Un appel pour un Québec plus numérique

Un Québec numérique, qu’attendons-nous? C’est le titre que treize personnes ont choisi de donner à une lettre qui est reprise et commentée par plusieurs médias depuis hier. Certains médias y font référence comme une simple « lettre d’opinion », d’autres comme un texte directement adressé au gouvernement du Québec (et parfois aussi aux partis d’opposition).

Je me réjouis de l’initiative de ces treize étonnés (c’est leur expression), parmi lesquels se trouvent plusieurs personnes que je connais et que j’estime au plus haut point. Je les remercie de jeter ainsi un pavé dans la marre — de chercher à faire réagir. Il est en effet urgent que nous prenions conscience, collectivement, et à tous les niveaux, de l’importance que le numérique est en train de prendre dans la manière dont s’organise la société — et que le gouvernement s’organise en conséquence, ce qui n’est manifestement pas le cas aujourd’hui.

Il ne fait pas de doute que les preneurs de décisions doivent être beaucoup mieux conseillés par rapport au numérique — et tout spécialement dans des secteurs particulièrement sensibles comme la culture et l’éducation, mais je m’interroge à la lecture de la lettre. Est-ce que c’est en multipliant les nouvelles structures que nous y arriverons le mieux?  Et est-ce que tout est si noir que ne le laissent croire certains passages de la lettre?

Le Québec glisse en bas de l’échelle de compétitivité… tous les rapports sont tablettés ou risquent de l’être… nous n’entreprenons que des actions individuelles et souvent désordonnées… nous vivons une série de crises… nous sommes uns société tellement divisée que nous ne pouvons plus établir de consensus concernant nos projets d’avenir… nous perdons nos points de repères, devenons inquiets…

Les treize ont raison de mettre les projecteurs sur le fait que plusieurs des bouleversements économiques et sociaux qui nous affectent aujourd’hui sont directement ou indirectement liés à l’omniprésence discrète du numérique — même (surtout) quand on n’en a pas connaissance de prime abord.

Cela dit, est-ce que ces changements sont si dichotomiques que la lettre le fait croire? Doit-on parler de révolution? Faut-il y voir des ruptures ou de profondes évolutions — des transformations?

Est-ce qu’on passe vraiment d’une démocratie élective à une démocratie participative? N’est-il pas mieux d’y voir un phénomène d’addition?

Est-ce que la majorité silencieuse est réellement en train de perdre de l’importance? Les dernières élections me portent pourtant à croire le contraire…

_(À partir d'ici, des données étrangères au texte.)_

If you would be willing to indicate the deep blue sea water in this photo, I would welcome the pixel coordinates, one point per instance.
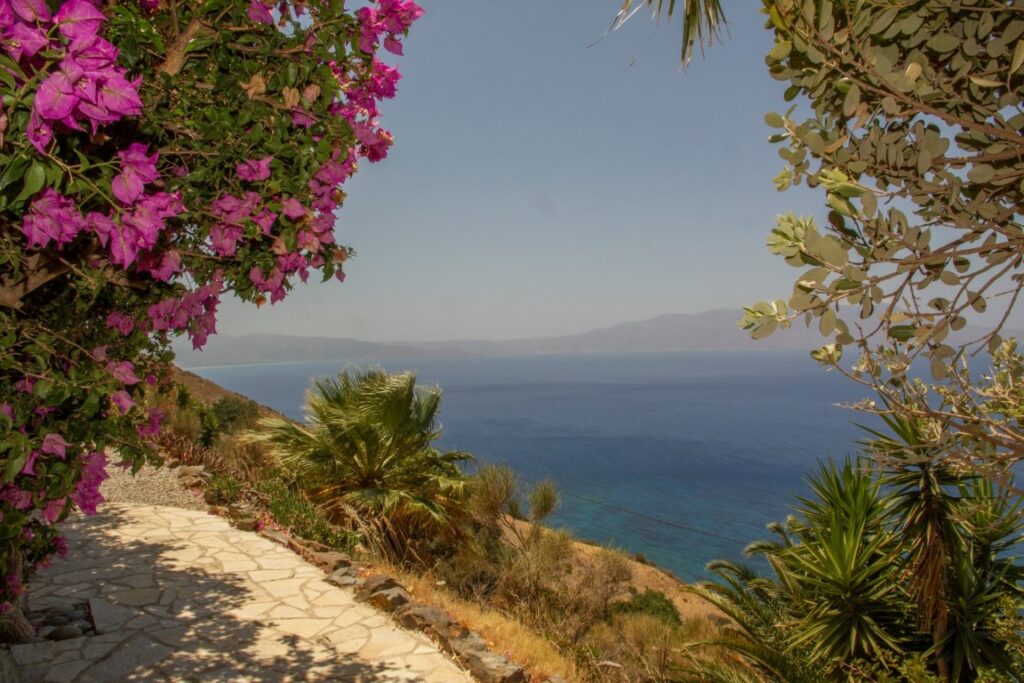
(715, 443)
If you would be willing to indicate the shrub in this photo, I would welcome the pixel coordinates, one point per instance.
(223, 489)
(233, 414)
(301, 517)
(650, 602)
(644, 647)
(365, 455)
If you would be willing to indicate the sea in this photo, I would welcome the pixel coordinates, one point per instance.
(683, 458)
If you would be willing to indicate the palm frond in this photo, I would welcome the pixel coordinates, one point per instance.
(702, 20)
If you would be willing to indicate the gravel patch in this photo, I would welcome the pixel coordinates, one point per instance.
(151, 485)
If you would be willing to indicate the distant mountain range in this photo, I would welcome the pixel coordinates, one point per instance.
(713, 330)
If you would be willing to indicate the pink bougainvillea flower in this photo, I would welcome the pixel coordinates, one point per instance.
(123, 371)
(293, 209)
(152, 426)
(392, 45)
(265, 220)
(137, 168)
(224, 238)
(55, 97)
(87, 495)
(53, 509)
(120, 96)
(301, 119)
(29, 469)
(51, 216)
(39, 132)
(123, 400)
(23, 40)
(31, 10)
(54, 444)
(163, 268)
(259, 12)
(121, 323)
(254, 169)
(78, 18)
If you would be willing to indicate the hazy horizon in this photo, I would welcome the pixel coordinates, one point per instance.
(547, 179)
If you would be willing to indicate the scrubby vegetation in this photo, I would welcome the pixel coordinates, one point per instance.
(901, 572)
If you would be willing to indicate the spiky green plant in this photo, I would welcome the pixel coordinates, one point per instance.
(366, 445)
(702, 19)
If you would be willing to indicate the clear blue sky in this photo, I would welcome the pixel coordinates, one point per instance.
(547, 179)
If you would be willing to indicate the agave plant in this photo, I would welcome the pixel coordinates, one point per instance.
(366, 447)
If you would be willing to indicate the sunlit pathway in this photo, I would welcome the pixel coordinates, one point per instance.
(179, 595)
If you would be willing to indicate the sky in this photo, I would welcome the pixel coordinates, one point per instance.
(548, 178)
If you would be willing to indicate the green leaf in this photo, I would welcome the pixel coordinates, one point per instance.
(901, 332)
(34, 180)
(14, 466)
(981, 173)
(851, 100)
(1018, 59)
(985, 82)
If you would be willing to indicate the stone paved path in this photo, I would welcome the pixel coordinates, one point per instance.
(179, 595)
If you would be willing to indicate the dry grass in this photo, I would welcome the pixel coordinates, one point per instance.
(502, 633)
(649, 577)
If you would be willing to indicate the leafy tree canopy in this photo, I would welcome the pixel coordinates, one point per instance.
(913, 134)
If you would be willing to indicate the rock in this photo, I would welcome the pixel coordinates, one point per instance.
(8, 670)
(376, 583)
(487, 667)
(389, 599)
(342, 578)
(108, 616)
(330, 561)
(65, 633)
(245, 523)
(425, 617)
(275, 536)
(62, 609)
(55, 619)
(194, 471)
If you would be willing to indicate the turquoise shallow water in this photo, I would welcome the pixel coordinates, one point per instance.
(682, 457)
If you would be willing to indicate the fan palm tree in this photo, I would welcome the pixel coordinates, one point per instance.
(702, 19)
(366, 449)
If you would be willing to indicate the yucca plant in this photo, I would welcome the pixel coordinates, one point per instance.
(753, 647)
(366, 449)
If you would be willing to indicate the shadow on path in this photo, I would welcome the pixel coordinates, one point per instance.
(170, 612)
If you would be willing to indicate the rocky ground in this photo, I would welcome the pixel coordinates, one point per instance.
(151, 485)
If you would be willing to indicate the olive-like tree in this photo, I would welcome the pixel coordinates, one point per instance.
(911, 125)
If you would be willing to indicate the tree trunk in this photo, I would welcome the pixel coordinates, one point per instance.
(14, 628)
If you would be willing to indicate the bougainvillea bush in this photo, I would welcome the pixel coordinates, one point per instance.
(155, 157)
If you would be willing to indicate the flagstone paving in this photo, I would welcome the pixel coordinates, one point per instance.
(180, 595)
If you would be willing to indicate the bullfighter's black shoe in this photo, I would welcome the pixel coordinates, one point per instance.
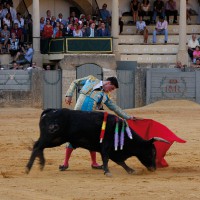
(63, 167)
(97, 167)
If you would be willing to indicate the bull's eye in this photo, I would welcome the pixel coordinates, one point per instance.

Sommes-nous vraiment en train de passer de l’individualisme forcené (!) à une responsabilisation collective? Je partage ce souhait, mais je doute qu’il corresponde à la réalité..

Et le passage du livre aux images-écran? Je pense qu’il faut éviter d’en faire une  fixation fétichiste (sur l’objet) — au détriment du phénomène de création (cela dit même si on parlait du texte, plutôt que du livre).

Quant au fait de passer de la loi de l’offre à celle de la demande? Je sais qu’on en a parfois l’impression, mais est-ce le cas de façon générale?

Je suis reconnaissant aux signataires d’avoir partagé avec cette lettre leur étonnement « devant notre peu d’envergure et de prévoyance » (et je partage ce constat), mais je suis déçu de la forme que prend leur appel et par la nature de leurs demandes. Il me semble qu’il aurait été préférable de décrire davantage « les bénéfices des nouveaux modes de communication de l’économie immatérielle » plutôt que d’insister autant sur ce qui va mal.

Pourquoi est-ce que je prends la peine de le dire?

D’abord et avant tout parce que je pense que ça pourra contribuer à stimuler le débat — parce qu’on a vraiment besoin de cette discussion et que je suis certain que c’est, au fond, ce que les étonnés appellent de leurs voeux.

Aussi parce qu’il semble qu’il y aura un point de presse sur le sujet jeudi prochain, le 22 novembre, et que je pense que ce serait bien qu’on assiste d’ici-là à un crescendo dans la prise de conscience sociale des enjeux réels qui sont soulevés par ce texte.

Et finalement — et peut-être surtout — parce que je partage leur conviction à l’effet que

« Nous basculons [actuellement] vers une société de la connaissance où l’information devient notre matière première et l’Internet la place publique où se prennent nos décisions. »

Et que ça, c’est vraiment fondamental!

Alors sur l’essentiel: bravo aux étonnés et surtout un grand merci pour avoir initié quelque chose qui se poursuivra, et s’intensifiera, j’espère, dans les prochaines semaines et les prochains mois.